Night Market

Riya Abiram | Art by Annabel Qin

    The sun was nothing but a speck hiding behind the thick and grainy smoke that coated the humid air. As its weak presence slowly disappeared behind the layers of ancient red sandstone and white marble, the hues of deep orange and red that managed to leak through soaked the tables of early vendors setting up for a night of dizzying negotiations with unwavering customers.
    To her, it seemed to be nothing more than a night of loud and harrowing conversations, attempting to process a seemingly endless list of products that were shoved in your face. As children, she would often bury herself in their parent’s clothing when arguments broke out with the seller over the price of anything from deep-fried onion pakoda to a silver trinket that looked amusing. But it seemed that she could not avoid the nerve-wracking experience now as her friends begged her to walk through the night market they had spotted after hours of grueling activity outside.

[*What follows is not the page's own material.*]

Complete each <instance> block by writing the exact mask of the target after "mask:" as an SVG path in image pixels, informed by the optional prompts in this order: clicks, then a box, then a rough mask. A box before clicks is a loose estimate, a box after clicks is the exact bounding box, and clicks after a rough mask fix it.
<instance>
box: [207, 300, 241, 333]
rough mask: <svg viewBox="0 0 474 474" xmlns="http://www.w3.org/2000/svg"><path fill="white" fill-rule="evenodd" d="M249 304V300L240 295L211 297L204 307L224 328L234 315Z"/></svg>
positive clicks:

    “Promise to stick together,” she warned as they tightly gripped hands. The market was swarming with people, the already warm air becoming sticky with sweat and aromas. It became apparent, as they lost focus from each other and instead observed the angry conversations and product pitches that tightly surrounded them, that she would have to navigate through the maze by herself. In all the noise and confusion, she had finally found solace in the stand of an old woman selling a special kind of stone jewelry. While her sales were not as high as many of the other more vocal vendors, she couldn’t help but notice the detailed patterns and specialized material that was not characteristic of most jewelry at the time. As she approached the booth, the woman gave her a smile.
    “Itu eṉṉa?” she asked, curious to understand the story behind the antique pieces adorning the walls. As she listened to the story of the woman’s ancestors who had learned the lost technique and had passed their secrets down from generation to generation, she could almost see the layers of history carved into each of the unique stones. “Evvaḷavu paṇam?” She pulled out a bag filled with a few coins hoping it would cover the price. As she stepped out of the shop, the sky had turned ink-black, and the vendors slowly began to drift home.
    She was quickly pulled by the arm with a curious, “Where were you? We were supposed to be back an hour ago!” She gave an apologetic smile, as they hurried back home with the little gem glistening in her pocket.